Lonnie Walker IV signed with the Los Angeles Lakers in NBA free agency after the San Antonio Spurs moved on.

The San Antonio Spurs underwent no shortage of notable changes during the offseason. Among the casualties was Lonnie Walker IV, who had his qualifying offer rescinded in free agency, allowing him to hit the market unrestricted. 

After the Spurs had used the 20th and 25th overall picks in the 2022 NBA Draft on guard talent, there was less incentive to bring back Walker. It became clearer that a new beginning was in Walker's future after All-Star guard Dejounte Murray was traded to the Atlanta Hawks for a haul of future draft capital.

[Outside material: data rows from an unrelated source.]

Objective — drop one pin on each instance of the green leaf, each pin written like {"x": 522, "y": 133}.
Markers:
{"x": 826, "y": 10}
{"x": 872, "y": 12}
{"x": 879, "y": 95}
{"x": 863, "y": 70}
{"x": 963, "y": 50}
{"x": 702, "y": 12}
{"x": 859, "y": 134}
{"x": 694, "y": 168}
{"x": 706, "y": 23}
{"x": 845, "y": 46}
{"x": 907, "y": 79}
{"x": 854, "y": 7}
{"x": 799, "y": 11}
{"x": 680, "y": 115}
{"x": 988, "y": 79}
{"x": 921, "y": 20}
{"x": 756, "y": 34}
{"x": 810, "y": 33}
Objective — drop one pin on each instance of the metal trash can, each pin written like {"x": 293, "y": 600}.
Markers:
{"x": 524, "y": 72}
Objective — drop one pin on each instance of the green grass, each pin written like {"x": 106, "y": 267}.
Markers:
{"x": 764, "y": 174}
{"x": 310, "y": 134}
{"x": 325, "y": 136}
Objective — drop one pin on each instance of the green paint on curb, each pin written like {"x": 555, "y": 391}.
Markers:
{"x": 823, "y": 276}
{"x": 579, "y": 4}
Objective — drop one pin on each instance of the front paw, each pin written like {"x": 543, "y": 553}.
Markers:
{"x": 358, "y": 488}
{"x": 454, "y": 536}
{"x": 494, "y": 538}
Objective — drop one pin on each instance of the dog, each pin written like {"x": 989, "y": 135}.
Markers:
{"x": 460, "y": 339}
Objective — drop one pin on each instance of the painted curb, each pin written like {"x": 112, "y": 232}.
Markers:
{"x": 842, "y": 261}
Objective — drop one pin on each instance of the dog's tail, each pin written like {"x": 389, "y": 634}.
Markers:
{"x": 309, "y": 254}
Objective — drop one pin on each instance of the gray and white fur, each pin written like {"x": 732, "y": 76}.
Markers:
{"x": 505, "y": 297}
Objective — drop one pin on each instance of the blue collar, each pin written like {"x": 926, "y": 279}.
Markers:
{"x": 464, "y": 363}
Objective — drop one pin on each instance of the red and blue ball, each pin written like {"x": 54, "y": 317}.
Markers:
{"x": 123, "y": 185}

Walker ended up signing with the Los Angeles Lakers on a one-year deal for $6.5 million — the team's full taxpayer mid-level exception. He will now look to showcase his value playing alongside superstars like LeBron James, Anthony Davis, and Russell Westbrook. 

In a recent Twitter post, Walker stated how he has spent his final hours living in San Antonio, and that's "crazy" to think his time there has come to an end. He explained his appreciation and love for the Spurs fanbase and San Antonio community. 

Walker had played for the Spurs for each of his four professional seasons since being selected 18th overall in the 2018 NBA Draft. In his final campaign, he appeared in 70 games with averages of 12.1 points, 2.6 rebounds, and 2.2 assists, but shot just 31.4 percent from beyond the arc. 

“First of all with Coach Pop, it’s always been about professionalism,” Walker said.

“Staying in the gym, and not making the game too complex, not too complicated. With the Spurs we lived by three things: .5 as far as catch-and-shoot, drive, or pass, being as decisive as you can so transitioning on to the Lakers I kinda carry on those same models as far as professionalism, staying in the gym, and being decisive.

“Ready to shoot, ready to pass, or ready to go for a layup.”

The declined perimeter shooting execution that Walker experienced last season was strongly influenced by his execution on pull-up jumpers. He shot just 22-84 (26.2 percent) on pull-up 3s compared to 89-268 (33.2 percent) on catch-and-shoot 3s. 

Walker will need to have his catch-and-shoot efficiency on-point playing next to multiple superstars who thrive at creating perimeter shot attempts for their teammates. If he can do that, he could develop into being a key component of the Lakers' supporting cast on a new contract.